After testing its concept networking technique, the Bonsai found its artificial intelligence platform can enable robots to perform tasks at 45 times the speed of comparable machine learning techniques, the company announced.
The concept networking approach speeds up the training process by breaking tasks down into multiple sub-tasks, each of which the machine learns to do separately through a variety of learning techniques. After learning each sub-task, the robot combines them to perform the intended action.
“I see a wide variety of problems this could solve,” CEO and founder Mark Hammond said in a Forbes article. “This is the cutting edge of applying AI to controller and optimization problems.”
Here’s how the research team applied this idea to train a robotic arm to pick up and stack a block. The action was broken down into five tasks: reach, orient, grasp, move and stack. The robot already knew how to complete the tasks reach and move, and so didn’t need to relearn these. However, it had to be trained in the tasks of orient, grasp and stack through trial-and-error, a process called reinforcement learning. When all five tasks were mastered, the robot arm combined them to pick up and stack the block.

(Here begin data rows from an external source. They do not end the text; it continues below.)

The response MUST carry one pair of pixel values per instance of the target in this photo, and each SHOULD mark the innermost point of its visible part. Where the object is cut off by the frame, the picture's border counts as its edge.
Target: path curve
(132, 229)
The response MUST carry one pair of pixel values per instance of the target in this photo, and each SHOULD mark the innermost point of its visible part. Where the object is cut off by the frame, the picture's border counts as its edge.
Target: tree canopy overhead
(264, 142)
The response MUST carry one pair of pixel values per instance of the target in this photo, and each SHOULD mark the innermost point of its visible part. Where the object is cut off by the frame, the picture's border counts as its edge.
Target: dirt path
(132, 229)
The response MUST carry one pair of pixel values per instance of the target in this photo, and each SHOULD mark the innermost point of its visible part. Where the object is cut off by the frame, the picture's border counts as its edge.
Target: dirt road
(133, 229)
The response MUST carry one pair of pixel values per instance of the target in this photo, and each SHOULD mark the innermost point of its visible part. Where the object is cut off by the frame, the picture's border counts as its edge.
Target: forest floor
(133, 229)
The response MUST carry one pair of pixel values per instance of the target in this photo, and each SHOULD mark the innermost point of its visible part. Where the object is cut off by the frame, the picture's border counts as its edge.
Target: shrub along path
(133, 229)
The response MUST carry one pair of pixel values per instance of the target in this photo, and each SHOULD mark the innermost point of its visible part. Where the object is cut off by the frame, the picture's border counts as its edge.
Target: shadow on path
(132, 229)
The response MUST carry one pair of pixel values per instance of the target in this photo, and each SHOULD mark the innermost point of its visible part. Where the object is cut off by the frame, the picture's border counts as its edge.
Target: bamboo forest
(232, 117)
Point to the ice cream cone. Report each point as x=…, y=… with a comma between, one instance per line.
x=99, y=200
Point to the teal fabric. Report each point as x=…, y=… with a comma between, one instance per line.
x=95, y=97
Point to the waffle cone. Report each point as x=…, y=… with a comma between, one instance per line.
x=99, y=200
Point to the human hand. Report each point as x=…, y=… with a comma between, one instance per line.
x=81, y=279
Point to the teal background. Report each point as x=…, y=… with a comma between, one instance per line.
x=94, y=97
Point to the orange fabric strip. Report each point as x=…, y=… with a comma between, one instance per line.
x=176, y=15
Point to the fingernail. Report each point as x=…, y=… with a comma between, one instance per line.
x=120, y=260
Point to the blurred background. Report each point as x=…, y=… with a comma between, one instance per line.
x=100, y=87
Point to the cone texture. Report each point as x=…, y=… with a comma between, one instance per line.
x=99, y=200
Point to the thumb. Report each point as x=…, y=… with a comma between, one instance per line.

This concept builds on the reinforcement learning concept employed by Google’s DeepMind. However, because the concept networking approach doesn’t require a machine to attempt a full action over and over again in a simulated environment until it accomplishes it, Bonsai’s approach ends up being more efficient — 45 times more to be exact.
“Building off the foundation established by DeepMind, we were able to achieve these results by combining state-of-the-art reinforcement learning techniques with innovative features that are unique to the Bonsai Platform,” head of AI Marcos Campos said in a press release. “Using Bonsai, enterprises now have access to the tools and technology to program control systems more efficiently than any other commercially available reinforcement learning platform.”
The development of AI platforms moves forward the creation of autonomous machines, both industrial and commercial. The platforms — including those from Bonsai or DeepMind or even the Enable Mobile Machine Automation navigation system from Brain Corp — are needed to act as the machines’ brains to allow them to perform their designated tasks without human direction.